Menyikapi pernyataan itu, Ketua Umum Hipmi Mardani H Maming mengatakan bahwa kolaborasi ini merupakan implementasi dari Undang-Undang Cipta Kerja terkait bagaimana investor asing dapat bekerja sama dengan usaha mikro, kecil dan menengah (UMKM).

Dikatakannya, hal ini menjadi energi baru bagi peningkatan pengusaha yang ada di daerah maupun nasional. Jangan sampai pengusaha asing mempunyai kekuatan ekonomi yang hebat di Indonesia karena memiliki seluruh fasilitas dari hulu sampai dengan hilir.

“Kita tidak menolak asing. Kita sangat menerima investor-investor dari asing, hanya kita meminta adanya intervensi dari pemerintah, khususnya BKPM agar kerja sama dengan pengusaha nasional dan pengusaha daerah, sehingga bersinergi dan saling bercengkraman bersama-sama untuk menuju ekonomi Indonesia yang lebih baik lagi, “katanya.

Loading...

Sementara itu, Ketua Hipmi Kepri Huzeir Zul berharap PTSP di setiap daerah dapat meningkatkan pelayanan dalam pengurusan perizinan yang lebih cepat dan mudah.

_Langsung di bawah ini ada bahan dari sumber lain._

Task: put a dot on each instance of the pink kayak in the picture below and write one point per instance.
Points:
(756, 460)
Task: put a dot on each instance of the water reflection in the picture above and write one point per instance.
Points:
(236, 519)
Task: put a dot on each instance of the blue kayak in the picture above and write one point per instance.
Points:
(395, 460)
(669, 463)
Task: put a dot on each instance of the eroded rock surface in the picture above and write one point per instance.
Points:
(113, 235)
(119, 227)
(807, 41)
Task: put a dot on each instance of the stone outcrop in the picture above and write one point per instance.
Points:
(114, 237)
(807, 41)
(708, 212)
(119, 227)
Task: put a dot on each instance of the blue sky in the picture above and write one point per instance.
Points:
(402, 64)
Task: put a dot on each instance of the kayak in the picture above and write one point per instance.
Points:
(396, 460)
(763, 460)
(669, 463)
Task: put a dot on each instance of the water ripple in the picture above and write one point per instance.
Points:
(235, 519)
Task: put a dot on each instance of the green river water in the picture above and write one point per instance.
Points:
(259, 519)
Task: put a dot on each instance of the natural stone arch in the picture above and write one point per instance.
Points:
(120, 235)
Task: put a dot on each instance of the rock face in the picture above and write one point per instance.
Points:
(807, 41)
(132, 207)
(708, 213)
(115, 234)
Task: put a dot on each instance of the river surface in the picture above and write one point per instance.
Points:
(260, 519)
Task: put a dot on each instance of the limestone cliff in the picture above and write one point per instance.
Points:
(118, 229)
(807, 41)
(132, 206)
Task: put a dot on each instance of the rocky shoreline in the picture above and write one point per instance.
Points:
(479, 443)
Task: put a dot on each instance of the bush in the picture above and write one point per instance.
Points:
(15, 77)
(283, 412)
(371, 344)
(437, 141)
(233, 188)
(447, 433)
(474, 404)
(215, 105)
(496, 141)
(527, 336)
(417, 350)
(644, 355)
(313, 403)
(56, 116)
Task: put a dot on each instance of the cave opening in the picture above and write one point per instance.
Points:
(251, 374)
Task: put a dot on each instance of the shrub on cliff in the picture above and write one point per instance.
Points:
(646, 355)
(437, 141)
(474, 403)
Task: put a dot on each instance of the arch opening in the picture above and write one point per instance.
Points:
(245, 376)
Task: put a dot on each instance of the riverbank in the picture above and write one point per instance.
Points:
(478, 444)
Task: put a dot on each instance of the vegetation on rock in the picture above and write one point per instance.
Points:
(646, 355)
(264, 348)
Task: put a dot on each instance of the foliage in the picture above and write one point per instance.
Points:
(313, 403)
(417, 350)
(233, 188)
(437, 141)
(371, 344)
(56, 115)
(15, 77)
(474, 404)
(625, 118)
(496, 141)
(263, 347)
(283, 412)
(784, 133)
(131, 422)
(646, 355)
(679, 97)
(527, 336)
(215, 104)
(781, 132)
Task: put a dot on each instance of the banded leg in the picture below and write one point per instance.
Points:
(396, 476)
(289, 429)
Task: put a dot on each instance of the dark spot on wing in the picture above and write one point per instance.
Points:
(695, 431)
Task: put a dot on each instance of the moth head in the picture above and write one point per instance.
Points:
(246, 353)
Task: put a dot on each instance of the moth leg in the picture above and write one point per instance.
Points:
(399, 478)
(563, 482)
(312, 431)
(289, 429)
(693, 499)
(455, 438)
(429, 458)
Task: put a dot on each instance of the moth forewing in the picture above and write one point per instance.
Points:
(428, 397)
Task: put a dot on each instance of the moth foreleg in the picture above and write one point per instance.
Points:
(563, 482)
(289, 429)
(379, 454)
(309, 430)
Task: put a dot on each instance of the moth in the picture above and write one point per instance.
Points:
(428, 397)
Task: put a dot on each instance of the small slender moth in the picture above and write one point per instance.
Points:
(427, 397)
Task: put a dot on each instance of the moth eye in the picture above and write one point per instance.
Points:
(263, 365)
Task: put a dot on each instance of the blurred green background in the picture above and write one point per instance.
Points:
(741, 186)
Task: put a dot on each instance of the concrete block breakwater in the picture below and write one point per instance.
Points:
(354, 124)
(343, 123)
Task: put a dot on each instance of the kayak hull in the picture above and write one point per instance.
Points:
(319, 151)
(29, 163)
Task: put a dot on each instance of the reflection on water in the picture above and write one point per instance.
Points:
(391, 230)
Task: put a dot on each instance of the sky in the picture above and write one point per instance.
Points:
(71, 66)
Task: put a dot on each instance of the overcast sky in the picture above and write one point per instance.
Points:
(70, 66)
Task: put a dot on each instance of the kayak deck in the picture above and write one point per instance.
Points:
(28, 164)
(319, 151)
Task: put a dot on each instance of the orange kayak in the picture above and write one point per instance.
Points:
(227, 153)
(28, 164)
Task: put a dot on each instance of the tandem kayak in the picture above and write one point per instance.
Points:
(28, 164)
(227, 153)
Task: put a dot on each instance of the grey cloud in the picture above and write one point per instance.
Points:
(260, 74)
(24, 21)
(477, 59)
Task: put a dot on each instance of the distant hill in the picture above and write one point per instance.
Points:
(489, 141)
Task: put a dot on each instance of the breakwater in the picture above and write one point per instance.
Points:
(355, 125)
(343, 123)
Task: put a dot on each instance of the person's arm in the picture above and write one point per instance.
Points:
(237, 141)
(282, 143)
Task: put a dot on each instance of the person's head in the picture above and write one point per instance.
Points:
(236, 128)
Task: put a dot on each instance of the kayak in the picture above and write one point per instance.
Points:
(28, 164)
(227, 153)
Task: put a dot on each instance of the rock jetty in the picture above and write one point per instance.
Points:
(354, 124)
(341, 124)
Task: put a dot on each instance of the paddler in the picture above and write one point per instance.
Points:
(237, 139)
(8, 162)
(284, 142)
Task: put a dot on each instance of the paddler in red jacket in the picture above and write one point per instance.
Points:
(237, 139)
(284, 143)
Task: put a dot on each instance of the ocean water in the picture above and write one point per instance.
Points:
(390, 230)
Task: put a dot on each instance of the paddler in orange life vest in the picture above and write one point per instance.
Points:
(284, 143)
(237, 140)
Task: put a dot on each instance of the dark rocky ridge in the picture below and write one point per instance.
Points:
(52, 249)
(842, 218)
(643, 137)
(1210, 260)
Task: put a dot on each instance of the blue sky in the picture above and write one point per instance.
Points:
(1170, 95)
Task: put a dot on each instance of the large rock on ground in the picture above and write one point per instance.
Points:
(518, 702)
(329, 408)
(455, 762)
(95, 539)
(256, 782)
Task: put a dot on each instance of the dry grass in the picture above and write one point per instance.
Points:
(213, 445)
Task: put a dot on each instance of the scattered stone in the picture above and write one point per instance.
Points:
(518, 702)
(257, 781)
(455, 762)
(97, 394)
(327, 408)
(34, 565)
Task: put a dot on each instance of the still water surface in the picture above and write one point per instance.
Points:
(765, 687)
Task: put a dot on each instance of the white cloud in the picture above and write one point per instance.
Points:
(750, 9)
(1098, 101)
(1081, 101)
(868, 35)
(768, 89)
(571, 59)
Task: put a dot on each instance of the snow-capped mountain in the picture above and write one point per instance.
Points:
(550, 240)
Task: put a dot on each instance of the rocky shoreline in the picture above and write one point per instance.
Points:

Sehingga sambungnya mampu meningkatkan daya saing pengusaha lokal dgn pengusaha asing. Tidak ada lagi perizinan yang berbelit-belit dan butuh waktu yang lama. 

“Apalagi untuk teman-teman pengusaha pemula yang memiliki banyak keterbatasan disegala aspek, “ujar Ketum Hipmi Kepri,  Huzeir Zul.

Dikatakan Huzeir, HIPMI di setiap tingkatan sebaiknya menilai dinas PTSP-nya masing masing. Dan BPD Hipmi Kepri tentu menilai PTSP provinsi. “Begitu juga  Hipmi di tingkat BPC Hipmi di kabupaten/kota juga menilai kinerja PTSP di kabupaten dan kota masing-masing wilayah.(*)

Loading...
Loading...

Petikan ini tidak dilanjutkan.